Nishchay Selot, a senior consultant at Streamliners, said he recently used the generative AI tool Perplexity to build a dedicated guide to ensure an Indiana-based snack food manufacturer is complying with standards from the Occupational Safety and Health Administration.
The company, which Selot declined to name due to privacy concerns, is on track to more than double its revenue to $500 million by 2030. He said the company sought help to ensure its factory could still meet OSHA standards as it scales production.
To address this, Selot crafted a large prompt containing factory specifications, including number of aisles, racks, production lines, people and even bathrooms. He fed the data along with different OSHA files into Perplexity, and out came a dedicated manual that could then be translated into other languages with a few keystrokes.
That language flexibility allowed supervisors to distribute the same manual to shop floor operators who may speak Spanish or a French-based Creole, Selot said.

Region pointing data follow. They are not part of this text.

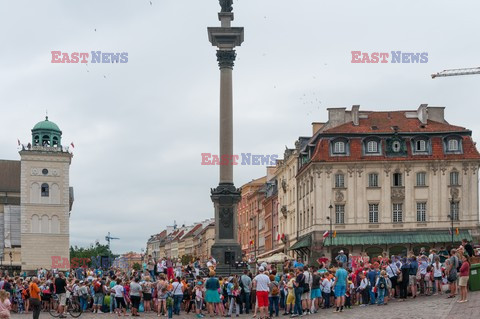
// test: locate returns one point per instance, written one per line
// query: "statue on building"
(226, 5)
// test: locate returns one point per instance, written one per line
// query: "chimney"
(355, 114)
(336, 116)
(436, 113)
(422, 113)
(317, 126)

One of the benefits of Perplexity over Google Translate is that there are certain nuances that make for a better, more accurate translation, he added.
“We had this validated through some of the native speakers over there as well, and they found this very useful,” Selot said.
In cases where exact translation is imperative, companies should use backup experts or services, O’Connor said. But when immediate communication is necessary on the shop floor, the general consensus from supervisors is that having workers who speak little to no English understand 80% of the message is better than none at all, she said.
“Just having someone scan over and say, ‘yep, this all makes sense’ is way better,” she added.